Brazil’s Stark Electoral Divide
In recent elections, Brazil has exhibited a distinct north/south electoral divide, with the north supporting leftwing candidates and the south supporting rightwing candidates. Strictly speaking, this is a more a northeast vs. south & west-center split, as the sparsely populated northwest is itself electorally divided, as is the large center-east state of Minas Gerais (“MG” on the map below). This political division correlates closely with income and human development. As a general rule, the poorer states of Brazil’s northeast support candidates on the left while the richer states of the south support candidates on the right. This pattern can be seen on maps comparing the 2022 election results with those showing per capita GDP by state and the Human Development Index (HDI) by state. Some exceptions exist, such as the relatively poor but right-voting states of Acre (“AC”) and Amapá (“AP”), and relatively wealthy but left-voting Minas Gerais, but the general pattern is clear.
This correlation might seem predictable, but it no longer holds in the United States or over much or Europe, where wealthier regions now tend to vote for the left. Brazil’s north/south divide, moreover, has emerged only in recent elections. In 1989, for example, the leftwing candidate Lula da Silva triumphed in the relatively wealthy southern states of Rio Grande do Sul and Rio de Janeiro, as well as in the prosperous Federal District (Brasilia), while losing most of the impoverished northeast. When Lula finally won the presidency in 2002, he took every state except northeastern Alagoas. Lula’s successful anti-poverty programs subsequently solidified his power across the northeast (with the exception of coastal Alagoas) In his 2006 reelection, the current latitudinal divide appeared on the Brazilian electoral map. In that contest, the centrist candidate Geraldo Alckmin took most of the south and the center-west. Intriguingly, Alckmin teamed up with Lula to run as his vice-presidential candidate in 2022.
This stark electoral and economic divide has led many observers to worry that there are now “two Brazils” that will not be able to function well together. Lulu is also concerned about this split, which helps explain his partnership with Alckmin. He has also promised to try to heal the division. As Lula recently stated:
“My friends. As of Jan. 1, 2023, I will govern for 215 million Brazilians, and not just for those who voted for me. There are not two Brazils. We are a single country, a single people, a great nation,” he said. …
“We will find a way out so that this country can live democratically and harmoniously again,” he said. “No one is interested in living in a divided country, in a permanent state of war.”
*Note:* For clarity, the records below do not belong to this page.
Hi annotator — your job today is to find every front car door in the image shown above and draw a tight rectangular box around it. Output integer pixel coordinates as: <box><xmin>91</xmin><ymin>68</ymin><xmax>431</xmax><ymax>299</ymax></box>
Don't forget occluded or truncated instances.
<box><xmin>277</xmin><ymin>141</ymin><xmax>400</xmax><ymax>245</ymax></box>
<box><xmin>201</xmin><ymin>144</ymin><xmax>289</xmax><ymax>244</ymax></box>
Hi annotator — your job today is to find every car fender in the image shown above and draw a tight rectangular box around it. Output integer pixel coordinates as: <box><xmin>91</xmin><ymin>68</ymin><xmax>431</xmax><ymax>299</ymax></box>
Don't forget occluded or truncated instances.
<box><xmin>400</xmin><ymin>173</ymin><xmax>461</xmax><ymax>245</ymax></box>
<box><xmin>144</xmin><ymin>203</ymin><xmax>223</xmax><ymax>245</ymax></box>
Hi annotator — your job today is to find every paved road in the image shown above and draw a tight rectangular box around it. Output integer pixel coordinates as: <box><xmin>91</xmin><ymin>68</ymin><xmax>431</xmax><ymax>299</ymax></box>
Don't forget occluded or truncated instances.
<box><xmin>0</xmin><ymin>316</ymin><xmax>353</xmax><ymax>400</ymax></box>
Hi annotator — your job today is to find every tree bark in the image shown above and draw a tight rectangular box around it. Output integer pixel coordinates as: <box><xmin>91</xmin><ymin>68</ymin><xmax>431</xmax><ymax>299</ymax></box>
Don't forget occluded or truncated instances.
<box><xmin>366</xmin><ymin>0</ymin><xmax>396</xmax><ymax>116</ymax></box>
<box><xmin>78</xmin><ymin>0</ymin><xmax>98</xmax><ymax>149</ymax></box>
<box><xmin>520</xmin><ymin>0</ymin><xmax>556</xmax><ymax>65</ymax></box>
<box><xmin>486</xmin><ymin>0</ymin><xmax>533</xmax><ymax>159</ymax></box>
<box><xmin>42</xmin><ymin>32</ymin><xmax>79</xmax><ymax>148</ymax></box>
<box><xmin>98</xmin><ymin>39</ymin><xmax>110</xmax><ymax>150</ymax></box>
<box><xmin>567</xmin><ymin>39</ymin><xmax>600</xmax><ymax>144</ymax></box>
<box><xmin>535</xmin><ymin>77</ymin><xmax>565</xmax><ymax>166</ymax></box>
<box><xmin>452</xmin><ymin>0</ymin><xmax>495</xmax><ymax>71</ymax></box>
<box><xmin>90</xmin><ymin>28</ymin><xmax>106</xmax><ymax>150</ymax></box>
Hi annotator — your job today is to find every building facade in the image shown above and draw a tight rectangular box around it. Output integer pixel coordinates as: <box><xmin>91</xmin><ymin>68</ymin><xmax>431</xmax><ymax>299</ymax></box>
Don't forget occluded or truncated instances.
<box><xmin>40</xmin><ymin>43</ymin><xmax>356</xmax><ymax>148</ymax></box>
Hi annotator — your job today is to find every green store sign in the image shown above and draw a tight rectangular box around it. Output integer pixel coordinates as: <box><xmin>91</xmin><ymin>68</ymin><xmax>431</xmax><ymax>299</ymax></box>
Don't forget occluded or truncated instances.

State-level mapping, however, is of low-resolution and is therefore often misleading. But if we look at local level, the same correlation between voting behavior and economic development still holds (see the maps below). Here Minas Gerais does not seem exceptional, as its wealthier southwestern areas went for Bolsonaro and its poorer northeastern areas went for Lula. But again, there are other exceptions. Center-west Brazil, for example, is only moderately developed yet voted heavily for Bolsonaro. This seeming oddity will be explored in a later post.